Jason Hiser always believed he could bring Pleasure Ridge Park back from tragedy.
The challenge was convincing prospective players to buy into the rebuilding process.
Hiser took over the football program at the Louisville school in 2009 after former coach Jason Stinson was charged with reckless homicide following the heat-related death of Max Gilpin the year before. Stinson was acquitted, but Hiser had to start over with a small staff and no junior varsity.
Two losing seasons followed before PRP reached the second round of the Class 6A playoffs. The Panthers went even further this year, going 14-0 and reaching their first state championship game before losing 61-7 to Louisville Trinity.
"It was the most exciting year here for football," said Hiser, chosen Coach of the Year by a statewide panel of Associated Press members. "To have the staff that I had and the support of the school and the players, it was very rewarding."
Hiser was a PRP assistant coach at the time of Gilpin's death. After becoming head coach, his simple goal was finding players willing to put in the commitment to make the Panthers competitive.
In other words, there was no timetable for success. The Panthers went 3-8 and 5-6 and were throttled in the first round of the playoffs both times.
Then came last season's breakthrough, when PRP went 9-2 before losing 48-0 to Henderson County in the second round. The loss taught Hiser and his players that they had to get stronger if they were going to compete with the state's dominant teams.

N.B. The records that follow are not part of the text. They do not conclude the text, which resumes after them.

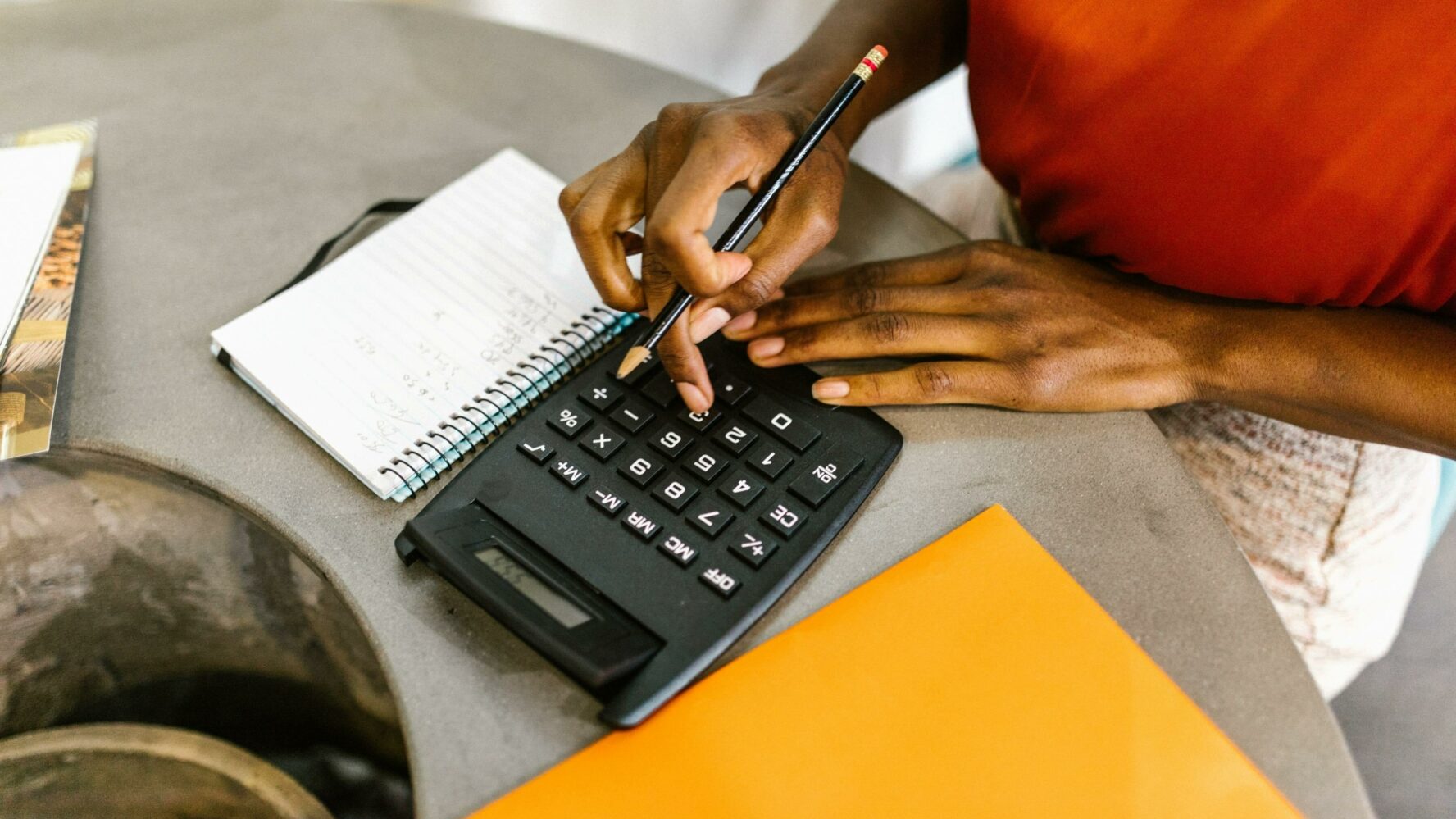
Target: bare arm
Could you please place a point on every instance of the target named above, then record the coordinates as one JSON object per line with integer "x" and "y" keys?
{"x": 1028, "y": 330}
{"x": 1381, "y": 375}
{"x": 680, "y": 163}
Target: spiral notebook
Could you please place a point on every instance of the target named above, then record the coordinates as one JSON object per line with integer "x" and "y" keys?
{"x": 431, "y": 334}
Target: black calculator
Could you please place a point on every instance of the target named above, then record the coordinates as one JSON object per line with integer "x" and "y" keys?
{"x": 630, "y": 541}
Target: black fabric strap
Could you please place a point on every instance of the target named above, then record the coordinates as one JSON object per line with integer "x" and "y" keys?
{"x": 388, "y": 206}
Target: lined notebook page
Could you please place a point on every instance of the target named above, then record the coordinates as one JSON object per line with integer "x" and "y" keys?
{"x": 375, "y": 350}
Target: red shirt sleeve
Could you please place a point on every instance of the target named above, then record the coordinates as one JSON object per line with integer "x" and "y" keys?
{"x": 1279, "y": 150}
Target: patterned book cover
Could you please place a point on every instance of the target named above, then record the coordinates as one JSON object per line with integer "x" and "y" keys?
{"x": 32, "y": 359}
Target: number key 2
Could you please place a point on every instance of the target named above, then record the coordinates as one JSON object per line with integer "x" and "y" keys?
{"x": 735, "y": 438}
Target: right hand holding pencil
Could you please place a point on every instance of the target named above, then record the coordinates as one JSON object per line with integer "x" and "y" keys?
{"x": 673, "y": 174}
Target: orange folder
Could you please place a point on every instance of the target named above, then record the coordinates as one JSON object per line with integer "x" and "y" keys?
{"x": 975, "y": 678}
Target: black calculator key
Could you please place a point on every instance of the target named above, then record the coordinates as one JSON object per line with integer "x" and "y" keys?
{"x": 641, "y": 372}
{"x": 721, "y": 582}
{"x": 784, "y": 517}
{"x": 795, "y": 432}
{"x": 568, "y": 472}
{"x": 602, "y": 444}
{"x": 641, "y": 468}
{"x": 709, "y": 516}
{"x": 607, "y": 500}
{"x": 769, "y": 458}
{"x": 632, "y": 416}
{"x": 677, "y": 550}
{"x": 825, "y": 474}
{"x": 536, "y": 449}
{"x": 735, "y": 438}
{"x": 641, "y": 525}
{"x": 675, "y": 491}
{"x": 570, "y": 421}
{"x": 730, "y": 389}
{"x": 752, "y": 548}
{"x": 740, "y": 487}
{"x": 602, "y": 397}
{"x": 662, "y": 389}
{"x": 670, "y": 440}
{"x": 699, "y": 420}
{"x": 705, "y": 464}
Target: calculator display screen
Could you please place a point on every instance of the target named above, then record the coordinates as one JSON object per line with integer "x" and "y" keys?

"I've never been big on numbers, so what we required was that the kids show up and be accountable," said Hiser, 31-18 in four seasons at PRP. "This senior class, many of them we had as freshmen and it seemed like it multiplied by two every year.
"The more kids that bought into the system, the better the attitudes were. And this year's attitude was a big reason why we had the year we had."
Hiser's simple goal this season was beating the teams the Panthers were supposed to beat and carrying that momentum into games against tougher opponents. By any measure it worked: Pleasure Ridge Park, with 17 seniors, averaged 47.3 points per game and won by an average margin of 30.4 points.
Powerhouse Trinity had the final word in the championship, but Hiser views that as a major step forward for his program.
"It was very significant," he said. "We wanted to say our goal was a state championship but wanted to be specific about what we wanted to accomplish: a district title, going 10-0, winning the regional championship. ...
"Next year, I have to say I believe that we'll be back."